The Artist’s Equinox

This morning settled upon me gently; drowsy eyes opened to cloud-shrouded light through the cracks in the blinds. The past few mornings have been tight-laced with urgency, as all event days start. We have to get to the venue; we have to make sure the booth is open; wait, did I remember to pack the cash box, and is there enough change for the day? And so forth. The day’s activities variously include making stock to replace what’s sold, interacting with and helping my customers (sometimes large groups filling the entire booth), steeling myself against ninety-degree heat and direct sun or an air conditioner turned down to chilly levels, and usually tons of music and background noise through which my consciousness must filter only the most important information. Wait, did I remember to eat? This can go on for eight to twelve hours straight. By the time I fall into bed at the end of the day–whether my own, or a hotel’s, or an air mattress in my tent–all I want to do is sleep for fifteen hours, even though I know I need to be awake in eight or fewer.

I do love vending; I love getting to see people, and talk to folks I normally only run into at events, and of course it’s nice to sell my art and books as well. But I am, at heart, an introvert, and while I can socialize quite well and enjoy it, too, it drains me after a while. Plus there’s all the energy that goes into preparing for, executing, and tearing down the booth at an event, and then arriving home and realizing just how much I still have to do, all those things that got shoved to the side for this one big burst of effort that has eaten up my days. I’ve had something scheduled every single weekend since Labor Day, and while there’s been a lot of fun involved and it’s been worth it financially, today is the day I’ve been waiting for the most.

Because today is the first day where I don’t have a huge event waiting at the end of the weekend.
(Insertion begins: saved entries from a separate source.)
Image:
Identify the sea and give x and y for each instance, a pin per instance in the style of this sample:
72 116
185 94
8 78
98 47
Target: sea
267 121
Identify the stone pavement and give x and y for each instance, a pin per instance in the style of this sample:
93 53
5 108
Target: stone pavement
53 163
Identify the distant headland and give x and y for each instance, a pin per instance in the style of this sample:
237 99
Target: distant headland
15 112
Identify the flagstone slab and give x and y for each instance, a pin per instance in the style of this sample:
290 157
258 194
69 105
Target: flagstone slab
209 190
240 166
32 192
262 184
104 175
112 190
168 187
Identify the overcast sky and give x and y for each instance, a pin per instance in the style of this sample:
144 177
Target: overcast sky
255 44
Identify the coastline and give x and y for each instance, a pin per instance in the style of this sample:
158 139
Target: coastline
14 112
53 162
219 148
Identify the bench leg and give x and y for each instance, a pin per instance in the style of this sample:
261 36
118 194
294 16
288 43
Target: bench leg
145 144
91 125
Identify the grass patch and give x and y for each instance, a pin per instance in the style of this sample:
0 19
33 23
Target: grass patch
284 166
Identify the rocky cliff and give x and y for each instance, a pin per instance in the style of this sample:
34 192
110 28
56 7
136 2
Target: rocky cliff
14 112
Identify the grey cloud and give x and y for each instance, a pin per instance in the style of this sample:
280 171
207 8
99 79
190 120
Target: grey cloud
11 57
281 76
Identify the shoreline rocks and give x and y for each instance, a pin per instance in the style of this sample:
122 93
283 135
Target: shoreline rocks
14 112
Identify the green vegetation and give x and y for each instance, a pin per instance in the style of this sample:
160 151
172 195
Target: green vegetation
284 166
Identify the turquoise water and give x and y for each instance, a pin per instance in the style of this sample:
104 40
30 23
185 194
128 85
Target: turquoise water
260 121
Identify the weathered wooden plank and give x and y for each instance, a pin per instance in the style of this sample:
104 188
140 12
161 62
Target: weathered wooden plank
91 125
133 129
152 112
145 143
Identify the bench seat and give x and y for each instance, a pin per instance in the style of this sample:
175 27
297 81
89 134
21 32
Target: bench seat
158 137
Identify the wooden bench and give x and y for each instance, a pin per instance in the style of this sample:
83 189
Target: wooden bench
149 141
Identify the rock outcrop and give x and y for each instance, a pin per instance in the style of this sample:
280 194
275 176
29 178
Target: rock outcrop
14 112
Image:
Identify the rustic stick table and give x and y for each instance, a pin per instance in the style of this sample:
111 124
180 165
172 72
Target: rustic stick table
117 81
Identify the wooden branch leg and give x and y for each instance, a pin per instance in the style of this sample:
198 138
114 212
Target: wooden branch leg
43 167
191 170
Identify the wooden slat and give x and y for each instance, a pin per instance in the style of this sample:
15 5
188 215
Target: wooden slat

I have a book signing at the Pacific Northwest Booksellers Association trade show this Saturday, but that’s it. A quick boomerang trip, wake up at home and sleep at home. And in front of me stretches a month of few commitments. Plenty of things on the to-do list, but plenty of freedom in which to get them done. There’s no schedule but that which I put myself to, and it is a beautiful thing. It’s easier to take one thing at a time now, focus only on what’s right in front of me. Like the trees divesting themselves of leaves, I, too, shed extra weight.

So I’ll be heading out to my community garden plot to pick the last of the tomatoes and start preparing it for the cold months. There will be time to start cleaning the apartment, left too fallow during the busy festival season. I have packages to mail, and custom work to create, and articles to write. My Etsy shop needs some nifty new things, and there are book ideas floating around, too. The next few months are full of potential and ideas and creative juices bubbling forth–and I’ll sleep when I want to, too. And, best of all, there’s so much hiking to be done–and I’ve already reserved a yurt on the coast for a personal writing retreat in October as well. The wilderness beckons, and I yearn to run to it.

Autumn is here, and as the land around me prepares for a quieter time, I also come home to my den, only to venture out so often, and glad to be in the comforts of home.